Upload Files for Processing
Upload Files for Processing
Overview
Flow ID: upload-files-to-job
Category: Blockify Processing
Estimated Duration: 2-10 minutes (depending on file count and size)
User Role: All Users
Complexity: Moderate
Purpose: This flow describes how users upload document files to a blockify or chunking job for AI processing. The system extracts text from various file formats (PDF, DOCX, TXT, CSV, ZIP) and prepares them for chunking and structuring.
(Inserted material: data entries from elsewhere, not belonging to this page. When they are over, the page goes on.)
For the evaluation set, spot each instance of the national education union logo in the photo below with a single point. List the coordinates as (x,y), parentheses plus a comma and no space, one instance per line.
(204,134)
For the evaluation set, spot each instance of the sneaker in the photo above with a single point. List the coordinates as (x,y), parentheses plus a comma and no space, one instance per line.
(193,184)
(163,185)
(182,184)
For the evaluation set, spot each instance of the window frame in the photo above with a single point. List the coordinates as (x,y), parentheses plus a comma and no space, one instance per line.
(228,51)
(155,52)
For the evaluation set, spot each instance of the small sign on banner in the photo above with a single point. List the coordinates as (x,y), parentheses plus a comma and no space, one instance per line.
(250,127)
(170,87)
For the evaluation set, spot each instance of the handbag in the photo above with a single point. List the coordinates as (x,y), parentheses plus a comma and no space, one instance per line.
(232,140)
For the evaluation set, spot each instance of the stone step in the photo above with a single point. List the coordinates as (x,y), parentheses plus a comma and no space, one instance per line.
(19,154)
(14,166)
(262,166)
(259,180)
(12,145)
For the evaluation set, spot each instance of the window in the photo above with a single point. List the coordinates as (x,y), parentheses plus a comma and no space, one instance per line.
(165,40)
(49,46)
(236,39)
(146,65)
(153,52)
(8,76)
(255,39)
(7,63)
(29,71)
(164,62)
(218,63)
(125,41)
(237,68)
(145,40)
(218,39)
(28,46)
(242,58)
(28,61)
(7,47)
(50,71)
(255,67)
Multiple files can be uploaded, and ZIP archives are automatically extracted.
Trigger
What initiates this flow:
- User manually initiates
Specific trigger: User is creating a blockify or chunking job and needs to add document files for processing, occurring during job setup workflow.
Prerequisites
Before starting, users must have:
- Blockify job creation screen open
- Document files prepared on computer (PDF, DOCX, TXT, CSV, or ZIP formats)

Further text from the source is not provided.